Aqua Tofana was camouflaged in bottles labeled "Manna di San Nicola" ("Manna of St. Nicholas of Bari"), a marketing device intended to divert the authorities, giving the poison an appearance of cosmetic and a devotional object in vials that included a picture of St. Nicholas. Over 600 victims are alleged to have died from this poison, mostly husbands. The real Manna of Saint Nicholas is an innocent fluid still extracted from San Nicolas' bones in a church located in Bari, Italy.

Giulia Tofana died without being discovered; however, her accomplices were eventually caught and punished for their crimes. It is unclear how their schemes were revealed, however, there are a couple of theories. The first theory is that a client confessed to a priest that she had planned to kill her husband using Aqua Tofana, and in exchange for a police confession, was offered immunity. Others theorize that police may have caught a messenger who was distributing the poison and through that individual was able to get to the other women in this operation. In 1659, five of the women involved in the Aqua Tofana business were publicly hanged, while forty of their clients were imprisoned for life.

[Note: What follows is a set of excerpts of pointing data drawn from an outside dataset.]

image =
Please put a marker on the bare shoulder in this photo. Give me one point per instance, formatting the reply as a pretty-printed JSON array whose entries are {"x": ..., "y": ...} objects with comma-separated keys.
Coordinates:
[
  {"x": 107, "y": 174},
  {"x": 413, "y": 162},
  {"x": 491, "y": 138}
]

Between 1666 and 1676, the Marchioness de Brinvilliers used aqua tofana which was obtained through an Exili, an Italian fellow prison inmate of her lover, and subsequently to poison her father and two brothers, amongst others, and she was executed on 16 July 1676.

== Ingredients ==
The active ingredients of the mixture are known, but not how they were blended. Aqua Tofana contained mostly arsenic and lead, and possibly belladonna. Belladonna is a flower, which was commonly used in cosmetics at the time to enlarge pupils. It was a colorless, tasteless liquid and therefore easily mixed with water or wine to be served during meals. Its tasteless properties signify that it was made with a deliberate attempt to hide the potent metallic taste of arsenic.

== Symptoms ==
Poisoning by Aqua Tofana could go unnoticed and was so lethal it had the ability to kill its victims with just 4 drops. It is slow-acting, with symptoms resembling progressive disease or other natural causes, similar to the effects of arsenic poisoning. Those poisoned by Aqua Tofana reported several symptoms. The first small dosage would produce cold-like symptoms, escalating to flu-like symptoms by the second dose. The victim was very ill by the third dose; symptoms included vomiting, dehydration, diarrhea, and a burning sensation in the victim's throat and stomach. The fourth dose would kill the victim. As it was slow acting, it allowed victims time to prepare for their death, including writing a will and repenting. The antidote often given was vinegar and lemon juice.

== Legend about Mozart ==
The legend that Wolfgang Amadeus Mozart (1756–1791) was poisoned using Aqua Tofana is completely unsubstantiated, even though it was Mozart himself who started this rumor.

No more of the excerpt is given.